Which finally leads me to the point of these musings.

Facebook, Messenger, Twitter, Tik Tok, Telegram, and every social media platform, are all being inundated with instant experts, false prophets, conspiracy theorists, confabulating commentators, meme generators, and just ordinary people who pick up on it and pass it around. I take my advice from Jacinda Adern and Dr Ashley Bloomfield, who take their advice from their teams of experts, and in the face of every instant expert demanding more of this and more of that, have to balance what is desirable with what is possible, and to determine how to do it within what timeframe.

As Galloping Gertie taught, we should not believe anything we read in the newspapers, or hear on the radio, and only believe half of that which we witness ourselves. Without checking the facts. She would have added TV and social media of course.

By the way. I neglected to tell you that Grandmother Gert lived by the sea. and that over the Ditch the West Islanders have memorialised her in a little song that they sing all the time. Listen carefully. to my grandmother’s song.

Power Walking the Lockdown With Galloping Gertie

Day Whatever.

They say we need to adopt a lockdown routine. I patrol the neighbourhood.

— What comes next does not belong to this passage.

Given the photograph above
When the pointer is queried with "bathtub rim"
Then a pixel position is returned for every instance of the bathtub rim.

So. At 7.30 each morning I’m out the door for my 10k power walk around the neighbourhood. Walking out the door is the hardest part of a 10k power walk. Our grandmother Gertrude was a power walker. Walked everywhere. She would stride off to the shops about two miles away at a great rate of knots. She was known affectionately to everyone in her Hawke’s Bay village as “Galloping Gertie” or “Goldrush Gert”. I must have inherited my power walking from her.

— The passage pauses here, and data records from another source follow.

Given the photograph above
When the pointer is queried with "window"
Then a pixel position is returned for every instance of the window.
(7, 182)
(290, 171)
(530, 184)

Along with a bit of hayfever. The whole Nicholls/Kemsley clan inherited asthma, eczema or hayfever from Gertrude’s father Frederick Kemsley in England. Called in at the Pharmacy on my way home this morning to get some anti-histamine.

So. Out walking, cops on patrol don’t seem concerned that a Septuagenarian is loose on the streets. Streets are mostly deserted. Seems that Dannevirkians are studiously avoiding the Exercise bug as well as the Covid-19 virus.

I caught the Health bug from my grandmother as well. Touch wood. She instilled in me from the tender age of 5 that my most precious asset would always be my health. She grew up in England in the perilous times before disinfectants, antiseptics, antibiotics and vaccines. And hand washing and social distancing.

50 cars in the New World carpark at 8.30 this morning. Long queue waiting outside. Ordered my food and groceries online yesterday. Long lead times though. Delivery about 9 days. Pickup about 6 days. Opted for pickup with mask and gloves between 5 and 6pm on Monday 6th.

Not urgent anyway. Got plenty of vegan kai in my pantry.

Onwards. Old folk in their cars queueing at the hospital for their influenza vaccination. Better get mine soon.

April 1st. Not long before ANZAC Day. Maybe on April 25th I’ll put on the medals and beret and power march the daily 10k. Stop on the way at the Cenotaph to lay a poppy in remembrance of the grandfather who came home from the Great War with a war bride – Galloping Gertie.